Render incrementally. The trick is that most Markdown renderers are designed for complete documents. For streaming, you want a renderer that handles partial content gracefully.
import ReactMarkdown from 'react-markdown'
import { useStreamingText } from '@/hooks/useStreamingText'
function StreamingMarkdown({ source }: { source: string }) {
return (
<ReactMarkdown
// react-markdown handles partial markdown reasonably well
// Code blocks that haven't closed yet render as inline code
components={{
code: ({ node, inline, children, ...props }) => {
if (inline) return <code {...props}>{children}</code>
return (
<pre>
<code {...props}>{children}</code>
</pre>
)
},
}}
>
{source}
</ReactMarkdown>
)
}For code blocks specifically: a half-rendered code block (the LLM is mid-way through generating it) should show what's there so far, not wait for the closing fence. Most Markdown libraries handle this acceptably out of the box.
The One Metric That Matters for Perceived Speed
Time to First Token (TTFT) — the gap between the user's action and the first piece of content appearing — is the number to optimise. Everything else is secondary.
Users tolerate slow overall generation if they get feedback quickly. They don't tolerate staring at a spinner.
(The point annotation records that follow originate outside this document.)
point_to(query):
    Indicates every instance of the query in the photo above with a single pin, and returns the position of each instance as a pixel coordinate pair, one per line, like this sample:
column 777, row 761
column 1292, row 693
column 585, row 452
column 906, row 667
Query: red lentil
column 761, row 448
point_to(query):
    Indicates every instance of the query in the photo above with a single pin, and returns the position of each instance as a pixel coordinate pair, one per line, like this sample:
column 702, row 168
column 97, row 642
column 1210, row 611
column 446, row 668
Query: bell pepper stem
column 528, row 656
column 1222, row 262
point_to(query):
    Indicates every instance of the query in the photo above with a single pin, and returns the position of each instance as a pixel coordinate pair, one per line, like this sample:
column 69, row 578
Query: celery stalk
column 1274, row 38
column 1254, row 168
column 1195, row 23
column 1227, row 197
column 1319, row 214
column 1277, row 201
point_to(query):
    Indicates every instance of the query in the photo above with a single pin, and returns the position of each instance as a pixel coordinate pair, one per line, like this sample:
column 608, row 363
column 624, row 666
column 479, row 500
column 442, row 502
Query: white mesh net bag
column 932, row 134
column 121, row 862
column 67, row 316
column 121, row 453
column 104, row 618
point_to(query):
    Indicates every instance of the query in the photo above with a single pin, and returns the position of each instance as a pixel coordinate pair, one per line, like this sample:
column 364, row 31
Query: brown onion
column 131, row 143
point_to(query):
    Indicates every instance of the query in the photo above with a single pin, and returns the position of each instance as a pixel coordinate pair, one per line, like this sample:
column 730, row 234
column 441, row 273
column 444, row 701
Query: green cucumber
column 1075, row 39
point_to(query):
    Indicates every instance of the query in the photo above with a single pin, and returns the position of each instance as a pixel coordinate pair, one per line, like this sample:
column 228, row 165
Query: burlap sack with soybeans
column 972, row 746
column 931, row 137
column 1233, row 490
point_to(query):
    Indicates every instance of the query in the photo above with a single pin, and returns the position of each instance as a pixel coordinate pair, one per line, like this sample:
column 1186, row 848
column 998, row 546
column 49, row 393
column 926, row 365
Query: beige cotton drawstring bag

A response that starts in 200ms and takes 8 seconds to complete feels faster than one that starts in 2 seconds and takes 4 seconds, even though the latter finishes sooner.
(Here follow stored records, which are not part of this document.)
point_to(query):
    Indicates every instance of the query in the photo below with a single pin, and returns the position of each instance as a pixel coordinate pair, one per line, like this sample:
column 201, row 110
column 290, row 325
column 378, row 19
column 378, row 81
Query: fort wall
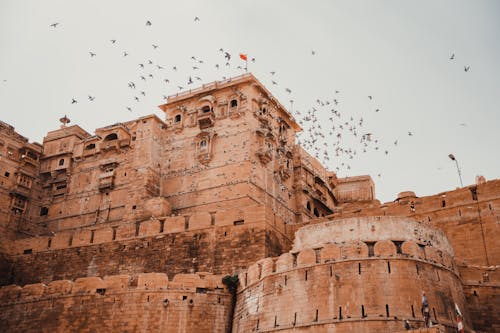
column 352, row 285
column 121, row 303
column 220, row 243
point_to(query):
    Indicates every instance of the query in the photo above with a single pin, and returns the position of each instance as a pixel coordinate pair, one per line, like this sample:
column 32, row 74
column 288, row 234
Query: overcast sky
column 398, row 52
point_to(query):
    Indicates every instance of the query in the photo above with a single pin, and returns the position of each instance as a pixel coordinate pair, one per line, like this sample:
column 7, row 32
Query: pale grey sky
column 396, row 51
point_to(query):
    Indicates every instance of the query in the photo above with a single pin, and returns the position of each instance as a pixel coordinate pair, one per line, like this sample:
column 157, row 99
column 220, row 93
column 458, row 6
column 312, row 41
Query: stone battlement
column 193, row 283
column 345, row 252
Measure TTFT in production. Put it on a dashboard. It's the most honest signal of how your AI feature actually feels to use.
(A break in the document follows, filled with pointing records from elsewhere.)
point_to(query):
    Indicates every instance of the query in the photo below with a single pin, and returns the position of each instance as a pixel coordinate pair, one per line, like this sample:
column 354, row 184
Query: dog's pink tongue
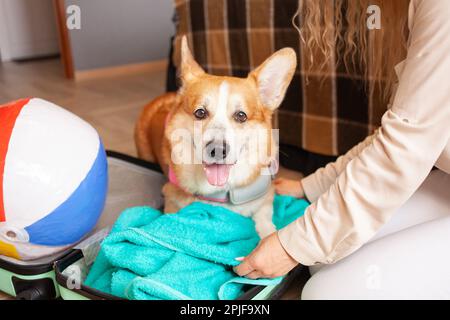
column 217, row 174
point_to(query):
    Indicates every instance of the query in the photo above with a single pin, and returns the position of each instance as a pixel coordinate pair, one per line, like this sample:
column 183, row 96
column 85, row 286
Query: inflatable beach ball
column 53, row 178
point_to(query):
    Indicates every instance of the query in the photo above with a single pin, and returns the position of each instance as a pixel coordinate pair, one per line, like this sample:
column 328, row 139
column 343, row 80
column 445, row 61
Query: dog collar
column 240, row 195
const start = performance.now()
let firstTokenAt: number | null = null
for await (const chunk of stream) {
if (!firstTokenAt) {
firstTokenAt = performance.now()
metrics.record('llm.ttft_ms', firstTokenAt - start)
}
yield chunk
}LLM performance work is mostly UX work. The models are fast enough. What needs engineering is the gap between "user acts" and "user sees something."